A slight movement stilled
his body against the pale siding. He needed to disappear into the sparse foliage lining the
flower boxes.The crack of whipping
branches dropping pine needles onto the cedar shingles sounded like footsteps. Nothing
else moved, he was still alone.
Relief
washed through him,but the scorching fire in his chest erupted into white hot flames
I love UF, but this opening doesn't hint that's there's anything otherworldly going on. While the descriptive imagery is good, nothing actually happens to move the plot forward, so I'm getting the feeling that maybe your story might not be starting in the best place. Of course, that's only one opinion. Others could feel differently. The internal dialog and beating his head on the steering wheel let me know that he's frustrated, but don't really offer any insight into his character. Also, is there a reason you don't name the main character here? It seems like you're trying to up the tension by making him wait, but I think actual breaking and entering adds enough tension, so I think you could start there and then pepper in the details of what he's looking for, why he needs it, and why he needs it tonight. Hope this helps.
ReplyDeleteI understand that you were trying to establish tension while MC waited to break in, but it did seem like overkill for an opening. I agree it would be more exciting to just break in and blend in some of this tension throughout the actual entry. I think you need to choose how you present MC's thoughts, either italics or quotes, not both or rotated. The best I can tell, only the MC's thoughts have been shown here but you've varied the way you presented them. You have some nice descriptions here and it sounds like a really interesting start to a story, just needs a little tweaking.
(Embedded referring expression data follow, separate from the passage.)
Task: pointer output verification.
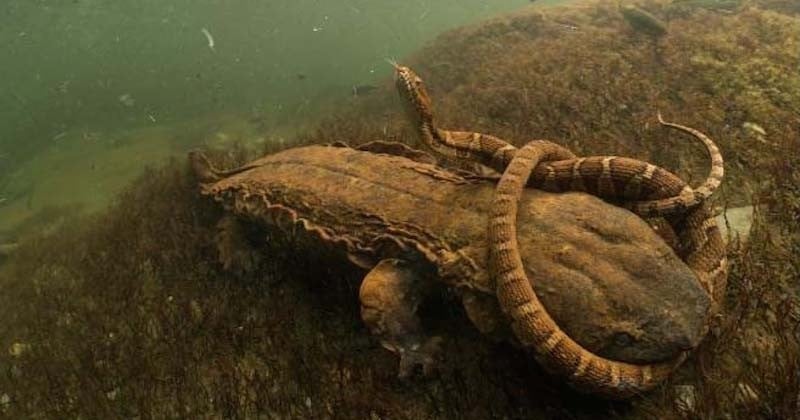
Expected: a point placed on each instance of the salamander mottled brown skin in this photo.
(609, 177)
(612, 283)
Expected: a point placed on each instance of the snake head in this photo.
(414, 94)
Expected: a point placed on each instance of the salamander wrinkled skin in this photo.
(642, 187)
(615, 308)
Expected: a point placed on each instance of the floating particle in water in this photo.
(63, 87)
(209, 38)
(127, 100)
(360, 90)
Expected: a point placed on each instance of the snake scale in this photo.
(643, 188)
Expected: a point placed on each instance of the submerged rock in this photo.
(642, 21)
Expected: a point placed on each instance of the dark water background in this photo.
(79, 75)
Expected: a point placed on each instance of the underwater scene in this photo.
(432, 209)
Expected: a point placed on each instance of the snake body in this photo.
(645, 185)
(644, 188)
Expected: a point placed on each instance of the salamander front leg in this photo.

ReplyDeleteThanks for the feed back. I can tell what you're saying as far as more movement or action. "Other worldly" was supposed to be in the 'feverish flesh' 'scorched brain' and 'heat boiling in his chest' If you have suggestions on how to make this more obvious I'd love to hear them. The quotes and italics are my fault. I don't know if you can tell, but I'm blind. I can't see what is or isn't italicized. The dialogue is just dialogue. It's not supposed to be italicized. I appreciate you pointing it out to me. Of all the times I've had it critiqued, no one's ever said anything. Thanks again. I'll go to work on it.
ReplyDeleteTraci, I didn't know you are blind. I have some experience with blindness so I know that you depend on feedback for those issues. I was talking about internal dialogue vs external dialogue, if that wasn't clear in my comment. Since the MC is apparently the only one in the scene, it could be stylistic choice to italicize the internal dialogue. Paranormal is not a genre I am very familiar with so I'll let someone else talk to you about that. Good luck moving forward with this.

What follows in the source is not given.